Differences from real git: Just note that this command is closest to using the --hard option, i.e. git reset --hard [commit hash].

merge

Usage: java Gitlet merge [branch name]
Description: Merges files from the head of the given branch into the head of the current branch. This method is a bit complicated, so here’s a more detailed description:
- First consider what might be called the split point of the current branch and the given branch. This is their earliest common ancestor in the commit tree.
- Any files that have been modified in the given branch (added to any of the commits along the branch, and not subsequently removed) but not in the current branch since the split point should be changed to their versions in the given branch.
- Any files that have been modified in the current branch (added and not subsequently removed) but not in the given branch since the split point should stay as they are.
- For files that have been modified in both branches since the split point (added but not subsequently removed), the files should stay as they are in the current branch. However, in addition, the version of the file from the given branch should be copied into the file system with the name [old file name].conflicted.
Runtime: Should be linear in terms of the lengths of the history of each branch. Should also be linear in terms of the total size of new files added in commits in each branch.
Failure cases: If a branch with the given name does not exist, print the error message A branch with that name does not exist. If attempting to merge a branch with itself, print the error message Cannot merge a branch with itself.
Dangerous?: Yes! Also, take note that although this method modifies files, it should NOT modify the commit tree. In order to save changes into the commit tree, they must be added and committed like normal. There is no special case for this commit; it's just a normal commit.
Differences from real git: There are a few. For one, if the real git doesn't run into any merge conflicts, it will automatically create a new commit for you at the end, but gitlet does not. In git, this new commit at the end of merge is special, because it maintains two back pointers remembering which two branches it came from. But gitlet only maintains one normal back pointer on the current branch.

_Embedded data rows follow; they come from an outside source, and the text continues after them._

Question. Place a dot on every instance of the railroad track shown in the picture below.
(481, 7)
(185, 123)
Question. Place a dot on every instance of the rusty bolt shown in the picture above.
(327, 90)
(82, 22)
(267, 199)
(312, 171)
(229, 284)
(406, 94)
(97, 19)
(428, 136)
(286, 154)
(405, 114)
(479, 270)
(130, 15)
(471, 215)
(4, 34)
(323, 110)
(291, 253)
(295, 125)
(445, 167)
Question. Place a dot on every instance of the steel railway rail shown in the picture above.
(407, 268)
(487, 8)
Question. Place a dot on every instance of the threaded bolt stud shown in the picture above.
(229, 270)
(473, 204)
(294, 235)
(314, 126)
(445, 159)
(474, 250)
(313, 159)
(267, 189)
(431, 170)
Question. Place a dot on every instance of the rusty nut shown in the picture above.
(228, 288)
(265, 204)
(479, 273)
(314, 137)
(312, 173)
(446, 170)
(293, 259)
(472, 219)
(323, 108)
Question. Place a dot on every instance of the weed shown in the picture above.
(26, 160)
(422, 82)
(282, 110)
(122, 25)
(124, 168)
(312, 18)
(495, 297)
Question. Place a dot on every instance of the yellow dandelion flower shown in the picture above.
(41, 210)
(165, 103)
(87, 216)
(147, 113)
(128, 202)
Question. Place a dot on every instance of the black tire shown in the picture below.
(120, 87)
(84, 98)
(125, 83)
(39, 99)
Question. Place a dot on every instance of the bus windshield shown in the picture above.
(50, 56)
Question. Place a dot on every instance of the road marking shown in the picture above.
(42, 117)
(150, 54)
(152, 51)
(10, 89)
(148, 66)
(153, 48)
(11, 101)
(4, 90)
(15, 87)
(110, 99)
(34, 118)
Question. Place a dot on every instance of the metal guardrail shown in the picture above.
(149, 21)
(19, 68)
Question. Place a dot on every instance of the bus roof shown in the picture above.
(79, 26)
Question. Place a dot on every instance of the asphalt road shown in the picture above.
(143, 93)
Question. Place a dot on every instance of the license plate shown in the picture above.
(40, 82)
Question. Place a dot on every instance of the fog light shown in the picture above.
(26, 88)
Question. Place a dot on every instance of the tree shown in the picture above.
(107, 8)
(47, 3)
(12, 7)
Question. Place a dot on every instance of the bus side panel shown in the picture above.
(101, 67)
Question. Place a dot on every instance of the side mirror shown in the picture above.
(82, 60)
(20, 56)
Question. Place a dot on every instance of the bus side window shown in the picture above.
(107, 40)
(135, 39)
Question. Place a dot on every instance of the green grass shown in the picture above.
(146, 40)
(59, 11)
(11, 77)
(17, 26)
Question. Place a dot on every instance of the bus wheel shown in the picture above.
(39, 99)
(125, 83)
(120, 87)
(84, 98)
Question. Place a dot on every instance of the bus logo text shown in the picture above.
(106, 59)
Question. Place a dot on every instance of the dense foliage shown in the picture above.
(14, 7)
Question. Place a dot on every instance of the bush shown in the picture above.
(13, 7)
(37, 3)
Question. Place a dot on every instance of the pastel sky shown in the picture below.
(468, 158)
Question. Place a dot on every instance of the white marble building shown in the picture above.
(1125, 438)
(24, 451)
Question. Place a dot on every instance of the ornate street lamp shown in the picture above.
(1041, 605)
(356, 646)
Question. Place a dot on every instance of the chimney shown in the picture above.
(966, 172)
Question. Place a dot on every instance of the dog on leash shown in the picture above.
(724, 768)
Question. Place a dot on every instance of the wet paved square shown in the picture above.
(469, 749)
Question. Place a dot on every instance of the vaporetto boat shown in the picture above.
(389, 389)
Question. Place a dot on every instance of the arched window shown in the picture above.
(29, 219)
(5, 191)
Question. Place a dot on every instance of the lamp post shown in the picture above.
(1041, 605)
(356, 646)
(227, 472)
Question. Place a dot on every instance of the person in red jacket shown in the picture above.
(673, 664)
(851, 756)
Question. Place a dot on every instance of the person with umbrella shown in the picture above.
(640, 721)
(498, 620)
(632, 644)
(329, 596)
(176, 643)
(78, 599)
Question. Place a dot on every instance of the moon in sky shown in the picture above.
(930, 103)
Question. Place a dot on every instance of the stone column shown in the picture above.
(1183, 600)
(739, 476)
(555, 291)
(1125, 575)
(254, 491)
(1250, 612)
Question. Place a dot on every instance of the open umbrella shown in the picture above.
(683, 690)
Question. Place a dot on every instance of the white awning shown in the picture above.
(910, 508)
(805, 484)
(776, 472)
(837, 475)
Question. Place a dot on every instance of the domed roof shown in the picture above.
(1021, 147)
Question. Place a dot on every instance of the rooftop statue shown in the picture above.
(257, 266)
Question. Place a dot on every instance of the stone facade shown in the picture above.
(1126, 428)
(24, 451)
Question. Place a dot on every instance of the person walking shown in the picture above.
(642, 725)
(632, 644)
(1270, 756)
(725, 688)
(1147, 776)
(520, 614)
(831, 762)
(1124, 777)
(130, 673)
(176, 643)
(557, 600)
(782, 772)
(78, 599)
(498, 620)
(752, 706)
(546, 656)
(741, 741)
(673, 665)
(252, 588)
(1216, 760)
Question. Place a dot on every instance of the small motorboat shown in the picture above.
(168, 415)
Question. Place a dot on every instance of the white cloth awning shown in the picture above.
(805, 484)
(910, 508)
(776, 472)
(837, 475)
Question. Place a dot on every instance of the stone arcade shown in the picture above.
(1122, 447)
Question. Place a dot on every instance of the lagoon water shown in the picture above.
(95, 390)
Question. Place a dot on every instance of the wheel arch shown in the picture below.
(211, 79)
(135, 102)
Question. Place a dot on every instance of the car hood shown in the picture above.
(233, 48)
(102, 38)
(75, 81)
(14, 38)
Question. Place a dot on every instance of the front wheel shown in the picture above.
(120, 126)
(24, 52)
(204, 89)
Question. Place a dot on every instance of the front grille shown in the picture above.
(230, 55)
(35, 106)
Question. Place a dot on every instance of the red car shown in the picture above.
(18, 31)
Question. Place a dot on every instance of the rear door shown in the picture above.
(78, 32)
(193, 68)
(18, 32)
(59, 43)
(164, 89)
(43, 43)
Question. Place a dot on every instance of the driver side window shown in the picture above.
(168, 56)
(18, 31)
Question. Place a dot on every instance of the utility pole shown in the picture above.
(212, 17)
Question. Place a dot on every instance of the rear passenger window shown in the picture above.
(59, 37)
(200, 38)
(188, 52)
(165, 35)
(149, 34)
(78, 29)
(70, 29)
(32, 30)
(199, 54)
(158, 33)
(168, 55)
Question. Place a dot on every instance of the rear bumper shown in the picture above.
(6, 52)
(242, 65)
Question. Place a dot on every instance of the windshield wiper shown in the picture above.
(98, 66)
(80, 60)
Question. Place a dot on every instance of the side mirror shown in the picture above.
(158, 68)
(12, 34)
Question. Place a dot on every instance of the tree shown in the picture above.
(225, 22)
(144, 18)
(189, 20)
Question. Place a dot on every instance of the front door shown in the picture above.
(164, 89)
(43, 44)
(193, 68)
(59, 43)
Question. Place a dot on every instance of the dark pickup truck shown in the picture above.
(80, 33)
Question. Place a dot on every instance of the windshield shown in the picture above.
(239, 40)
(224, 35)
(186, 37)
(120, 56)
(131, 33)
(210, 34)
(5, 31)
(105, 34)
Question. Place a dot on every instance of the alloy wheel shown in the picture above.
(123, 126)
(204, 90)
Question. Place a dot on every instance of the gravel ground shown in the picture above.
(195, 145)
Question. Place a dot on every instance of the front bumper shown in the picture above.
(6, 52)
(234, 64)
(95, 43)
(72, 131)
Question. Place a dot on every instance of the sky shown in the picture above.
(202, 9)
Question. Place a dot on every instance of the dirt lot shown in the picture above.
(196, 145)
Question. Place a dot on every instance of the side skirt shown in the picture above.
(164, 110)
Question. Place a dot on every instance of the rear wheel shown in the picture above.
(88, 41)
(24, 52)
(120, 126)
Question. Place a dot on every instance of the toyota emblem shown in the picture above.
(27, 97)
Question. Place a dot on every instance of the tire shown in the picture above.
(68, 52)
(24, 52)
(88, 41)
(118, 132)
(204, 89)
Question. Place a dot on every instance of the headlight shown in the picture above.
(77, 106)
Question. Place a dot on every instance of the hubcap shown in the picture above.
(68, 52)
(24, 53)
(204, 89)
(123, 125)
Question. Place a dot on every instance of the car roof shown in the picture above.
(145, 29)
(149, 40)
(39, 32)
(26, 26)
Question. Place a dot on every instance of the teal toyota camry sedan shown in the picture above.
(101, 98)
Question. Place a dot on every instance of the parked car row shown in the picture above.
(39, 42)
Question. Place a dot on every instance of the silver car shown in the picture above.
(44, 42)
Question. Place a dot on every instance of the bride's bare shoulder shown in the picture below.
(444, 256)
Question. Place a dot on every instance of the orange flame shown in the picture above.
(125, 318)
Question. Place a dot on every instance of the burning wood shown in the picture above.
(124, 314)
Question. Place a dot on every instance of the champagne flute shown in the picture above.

Furthermore, the real git handles merge conflicts differently than gitlet. The real git will splice the two conflicted files together into a single file, then ask the user to pick and choose the correct sections manually. Gitlet does not do this, instead just adding in the .conflicted copy. Furthermore, git will put you in a special state where the commands you can run are limited until you finish resolving the merge conflict. Gitlet does no such thing.

rebase

Usage: java Gitlet rebase [branch name]
Description: Conceptually, what rebase does is find the split point of the current branch and the given branch, then snaps off the current branch at this point, then reattaches the current branch to the head of the given branch. Say we are on branch branch and we make the call java Gitlet rebase master: Now, this may prompt two questions:
- Why would you ever want to do this? You can think of it as an alternative to merge, where instead of having two branches that come together, you just pretend as if one of the branches came after the other one. If you use it smartly, this can create a cleaner history than merge.
- Doesn't this ruin what you said about the commit tree being immutable? Yes, it does! That's because I just lied to you in the picture above. In fact, rebase does not break off the current branch. Instead, it leaves the current branch there, but makes a copy of the current branch on top of the given branch (this is called replaying the branch). Then it moves the branch pointer to point to this copy, so that you can pretend you moved it. Here's the real picture: Note: the replayed commits should have new ids, not copies of the original ids. This allows you to still access the original commits using their old ids, if you really wanted to. In addition, the replayed commits should have new time stamps, allowing you to distinguish them from the originals in global-log.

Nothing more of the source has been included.